The next few lines create a new XML object called quotes which will hold our final XML document and gets an XML list to each of the rows that came back from the CSV query.

for each (var row in rows) {

Now we’ll loop over each of those rows (one row per stock symbol).

   for each (var item in row.*) {
    var elname = item.localName();
    var txt = item.text().toString();
    if (txt=="N/A") txt=""; else if (txt=="-") txt=""; else {
      txt = txt.replace(/"/g, '');
    }
    row[elname]=txt;
  }

For each element in that row (note the E4X syntax to get all the elements row.*) we’re going to clean up the XML somewhat. We’ll get rid of “N/A” and “-” text elements and use empty elements instead, as well as remove any quotes in the text.

   quotes.quote += <quote symbol={row.Symbol.text().toString()}>{row.*}</quote>;
}

Finally in the main loop we’ll append a new quote element to our root XML quotes element that contains the reformatted XML elements, and an attribute called symbol

response.object = quotes;

Last of all we set the response object to the document we’ve just created in the loop.

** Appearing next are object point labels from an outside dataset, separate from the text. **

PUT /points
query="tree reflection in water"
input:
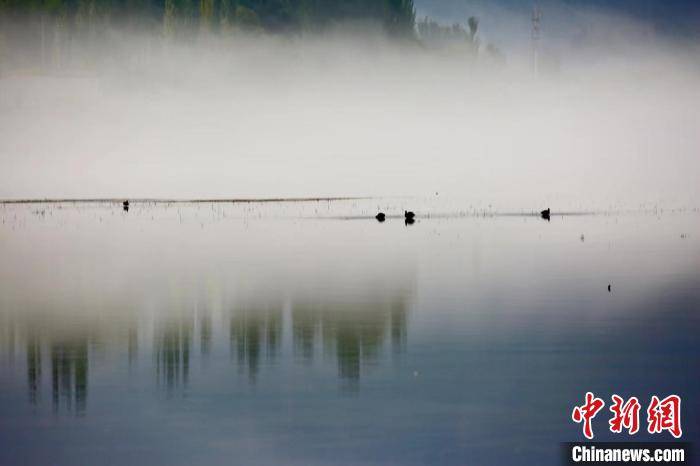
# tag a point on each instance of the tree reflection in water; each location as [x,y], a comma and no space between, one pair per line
[355,330]
[250,329]
[172,347]
[69,374]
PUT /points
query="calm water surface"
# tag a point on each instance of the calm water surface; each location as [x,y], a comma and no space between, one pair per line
[311,334]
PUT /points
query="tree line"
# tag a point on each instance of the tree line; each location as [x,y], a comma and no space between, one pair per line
[396,16]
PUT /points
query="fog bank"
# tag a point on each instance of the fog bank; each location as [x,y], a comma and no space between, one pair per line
[351,114]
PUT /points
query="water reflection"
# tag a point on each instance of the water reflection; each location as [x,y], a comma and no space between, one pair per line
[254,331]
[69,374]
[354,331]
[33,368]
[172,347]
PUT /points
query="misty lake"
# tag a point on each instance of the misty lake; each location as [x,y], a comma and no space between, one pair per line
[309,333]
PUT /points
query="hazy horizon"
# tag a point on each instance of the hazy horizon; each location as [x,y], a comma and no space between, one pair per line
[351,112]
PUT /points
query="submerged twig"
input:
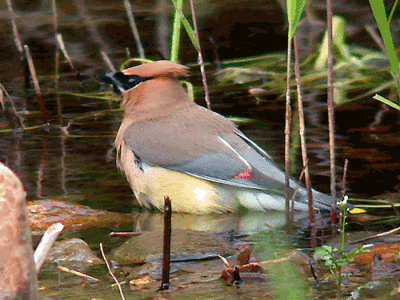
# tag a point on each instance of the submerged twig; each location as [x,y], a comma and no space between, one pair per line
[134,28]
[79,274]
[107,60]
[36,84]
[167,244]
[346,163]
[374,236]
[303,143]
[110,271]
[127,234]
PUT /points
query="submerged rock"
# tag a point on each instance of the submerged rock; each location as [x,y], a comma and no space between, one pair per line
[74,254]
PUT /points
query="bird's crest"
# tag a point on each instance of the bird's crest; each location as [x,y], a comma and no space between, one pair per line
[161,68]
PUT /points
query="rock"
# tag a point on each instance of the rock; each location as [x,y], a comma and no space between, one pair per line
[74,254]
[43,213]
[17,267]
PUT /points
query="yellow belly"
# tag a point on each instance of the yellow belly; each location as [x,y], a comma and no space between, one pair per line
[187,193]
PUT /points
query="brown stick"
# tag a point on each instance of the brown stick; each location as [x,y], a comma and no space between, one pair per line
[17,38]
[135,31]
[202,68]
[331,110]
[36,83]
[167,244]
[303,145]
[288,116]
[346,163]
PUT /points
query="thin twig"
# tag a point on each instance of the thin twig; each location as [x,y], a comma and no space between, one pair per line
[374,236]
[167,245]
[17,38]
[128,234]
[46,243]
[36,84]
[288,116]
[346,163]
[134,28]
[110,271]
[79,274]
[303,144]
[4,91]
[64,50]
[201,62]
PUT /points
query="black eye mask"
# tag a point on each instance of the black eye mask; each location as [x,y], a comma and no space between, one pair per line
[121,82]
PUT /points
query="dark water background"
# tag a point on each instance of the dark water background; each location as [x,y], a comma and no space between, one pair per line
[80,166]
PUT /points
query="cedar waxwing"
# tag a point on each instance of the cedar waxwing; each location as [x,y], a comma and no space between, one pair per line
[168,145]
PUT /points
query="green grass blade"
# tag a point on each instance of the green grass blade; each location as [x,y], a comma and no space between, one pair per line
[387,101]
[294,9]
[378,9]
[176,32]
[188,27]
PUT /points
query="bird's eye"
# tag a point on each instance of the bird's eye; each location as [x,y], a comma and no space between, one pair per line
[130,81]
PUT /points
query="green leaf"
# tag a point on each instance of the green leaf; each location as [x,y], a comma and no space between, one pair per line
[294,9]
[387,101]
[378,9]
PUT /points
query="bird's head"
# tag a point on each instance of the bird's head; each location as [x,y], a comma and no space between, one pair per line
[131,77]
[149,87]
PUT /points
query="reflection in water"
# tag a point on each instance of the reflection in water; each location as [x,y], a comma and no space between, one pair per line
[248,223]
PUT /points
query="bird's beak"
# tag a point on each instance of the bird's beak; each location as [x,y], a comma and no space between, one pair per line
[108,78]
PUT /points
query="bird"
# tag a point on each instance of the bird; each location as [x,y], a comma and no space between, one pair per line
[167,145]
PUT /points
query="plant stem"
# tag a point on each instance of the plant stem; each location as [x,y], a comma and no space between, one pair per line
[176,32]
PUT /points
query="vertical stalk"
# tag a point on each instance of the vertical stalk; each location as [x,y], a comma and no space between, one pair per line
[167,244]
[201,62]
[331,109]
[176,32]
[288,116]
[303,144]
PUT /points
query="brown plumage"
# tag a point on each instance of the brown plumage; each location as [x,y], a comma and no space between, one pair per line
[169,146]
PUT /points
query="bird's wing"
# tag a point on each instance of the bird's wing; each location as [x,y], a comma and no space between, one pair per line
[208,146]
[205,145]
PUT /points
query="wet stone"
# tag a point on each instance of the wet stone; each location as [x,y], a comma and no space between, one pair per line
[74,254]
[184,244]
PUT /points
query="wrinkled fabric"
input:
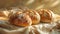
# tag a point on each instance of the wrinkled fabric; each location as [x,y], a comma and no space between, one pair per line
[42,28]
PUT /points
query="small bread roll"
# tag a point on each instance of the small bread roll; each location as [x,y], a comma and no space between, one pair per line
[35,17]
[46,15]
[4,13]
[20,19]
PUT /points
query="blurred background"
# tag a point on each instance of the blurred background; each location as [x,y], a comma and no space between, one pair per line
[53,5]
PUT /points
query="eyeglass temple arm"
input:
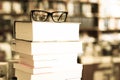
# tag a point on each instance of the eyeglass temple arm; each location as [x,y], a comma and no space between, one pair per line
[61,15]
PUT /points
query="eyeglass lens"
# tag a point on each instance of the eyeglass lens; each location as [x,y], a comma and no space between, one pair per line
[42,16]
[39,16]
[59,16]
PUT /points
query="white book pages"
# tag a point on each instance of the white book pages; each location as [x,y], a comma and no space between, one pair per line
[35,48]
[47,31]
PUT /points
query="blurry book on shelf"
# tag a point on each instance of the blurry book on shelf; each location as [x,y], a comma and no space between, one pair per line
[94,8]
[48,47]
[83,0]
[17,7]
[93,1]
[47,31]
[5,7]
[87,10]
[5,47]
[77,8]
[91,22]
[4,74]
[112,24]
[70,8]
[118,24]
[61,6]
[103,24]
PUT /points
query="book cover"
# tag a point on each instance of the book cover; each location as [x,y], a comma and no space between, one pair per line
[44,57]
[62,74]
[47,31]
[35,48]
[48,63]
[32,70]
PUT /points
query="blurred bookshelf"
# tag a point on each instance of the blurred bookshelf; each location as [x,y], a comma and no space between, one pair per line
[99,19]
[99,29]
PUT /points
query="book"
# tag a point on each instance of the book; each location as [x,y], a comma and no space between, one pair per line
[32,70]
[66,72]
[38,64]
[47,63]
[46,31]
[48,56]
[35,48]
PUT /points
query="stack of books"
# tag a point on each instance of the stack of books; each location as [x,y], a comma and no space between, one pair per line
[48,51]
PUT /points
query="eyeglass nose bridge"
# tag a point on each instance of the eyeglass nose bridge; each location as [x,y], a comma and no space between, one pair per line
[50,15]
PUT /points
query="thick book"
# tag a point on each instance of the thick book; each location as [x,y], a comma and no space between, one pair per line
[43,57]
[47,63]
[46,31]
[62,73]
[35,48]
[32,70]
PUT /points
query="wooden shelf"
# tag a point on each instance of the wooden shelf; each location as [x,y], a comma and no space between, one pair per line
[88,29]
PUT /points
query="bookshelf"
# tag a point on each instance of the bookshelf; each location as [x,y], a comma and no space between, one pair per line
[98,18]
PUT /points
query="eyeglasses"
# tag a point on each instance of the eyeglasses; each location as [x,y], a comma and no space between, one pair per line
[41,15]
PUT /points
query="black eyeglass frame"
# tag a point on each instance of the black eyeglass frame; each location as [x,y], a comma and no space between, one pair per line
[49,14]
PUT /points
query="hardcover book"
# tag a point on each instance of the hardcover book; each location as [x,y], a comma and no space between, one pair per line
[47,31]
[35,48]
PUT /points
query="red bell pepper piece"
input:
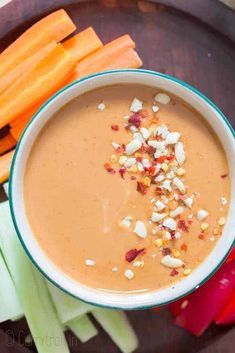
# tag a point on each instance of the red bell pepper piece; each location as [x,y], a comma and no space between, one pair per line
[227,315]
[207,302]
[231,255]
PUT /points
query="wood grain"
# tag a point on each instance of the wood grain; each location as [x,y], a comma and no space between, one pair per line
[192,40]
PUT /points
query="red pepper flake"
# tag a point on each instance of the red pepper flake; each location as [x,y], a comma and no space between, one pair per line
[139,159]
[122,171]
[150,150]
[115,127]
[166,251]
[182,225]
[152,170]
[109,169]
[174,273]
[144,113]
[121,149]
[201,236]
[135,120]
[143,148]
[161,159]
[142,188]
[184,247]
[170,157]
[133,253]
[159,190]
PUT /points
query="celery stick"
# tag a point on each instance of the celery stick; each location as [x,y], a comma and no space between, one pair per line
[68,308]
[117,326]
[9,304]
[17,318]
[5,187]
[32,291]
[83,328]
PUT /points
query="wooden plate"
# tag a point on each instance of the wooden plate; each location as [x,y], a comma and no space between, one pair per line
[192,40]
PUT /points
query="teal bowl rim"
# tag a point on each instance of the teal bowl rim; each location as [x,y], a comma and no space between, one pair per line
[137,71]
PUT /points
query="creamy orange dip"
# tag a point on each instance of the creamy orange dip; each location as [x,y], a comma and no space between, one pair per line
[127,189]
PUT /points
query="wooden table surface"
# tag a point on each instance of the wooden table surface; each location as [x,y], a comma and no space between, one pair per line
[192,40]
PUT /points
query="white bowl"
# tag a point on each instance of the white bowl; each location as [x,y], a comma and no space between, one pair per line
[126,301]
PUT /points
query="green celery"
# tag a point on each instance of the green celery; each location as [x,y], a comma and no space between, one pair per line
[5,187]
[32,291]
[83,328]
[117,326]
[9,303]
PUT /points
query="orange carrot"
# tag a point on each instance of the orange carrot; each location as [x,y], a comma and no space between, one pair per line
[104,56]
[127,60]
[36,84]
[83,44]
[7,143]
[16,131]
[5,165]
[7,80]
[54,27]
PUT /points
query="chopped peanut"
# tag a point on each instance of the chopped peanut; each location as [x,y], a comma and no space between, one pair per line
[146,181]
[158,242]
[221,221]
[164,167]
[173,205]
[175,252]
[180,171]
[204,226]
[217,231]
[187,272]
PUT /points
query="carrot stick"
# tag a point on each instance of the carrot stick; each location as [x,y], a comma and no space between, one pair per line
[127,60]
[5,165]
[54,27]
[7,80]
[36,84]
[83,44]
[7,143]
[104,56]
[16,131]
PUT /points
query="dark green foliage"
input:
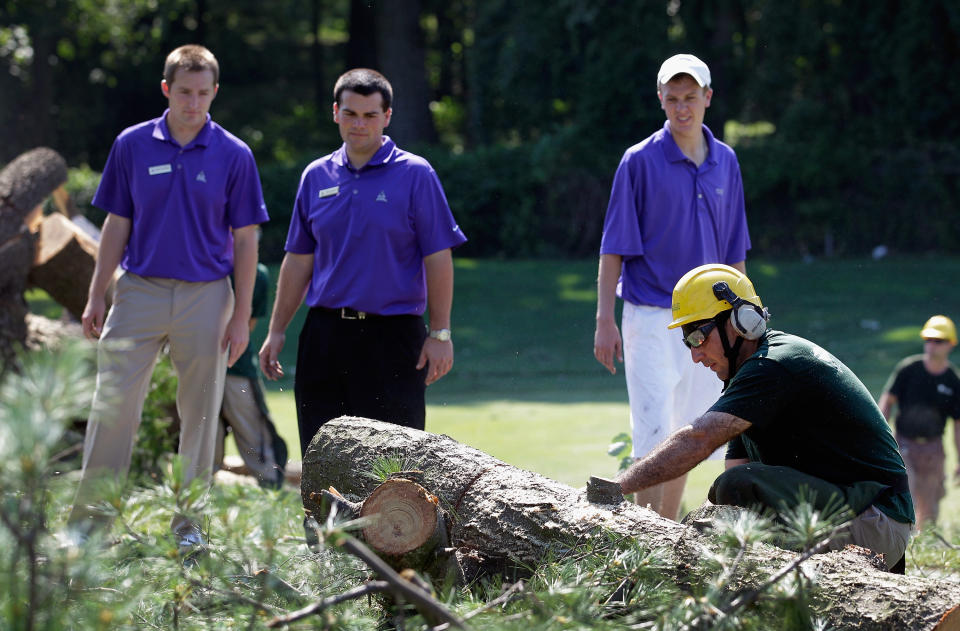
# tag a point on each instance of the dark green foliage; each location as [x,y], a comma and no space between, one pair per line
[535,102]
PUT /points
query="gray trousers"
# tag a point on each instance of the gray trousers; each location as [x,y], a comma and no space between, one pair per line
[146,314]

We’ve already added the table to the github open data table repository, so you can try this table out in the YQL console just by including the community tables. And now its in YQL, you can sort, filter, project and join on any of this data that comes back! For example, you can pull out only a few fields and sort the quotes by who has the biggest gain.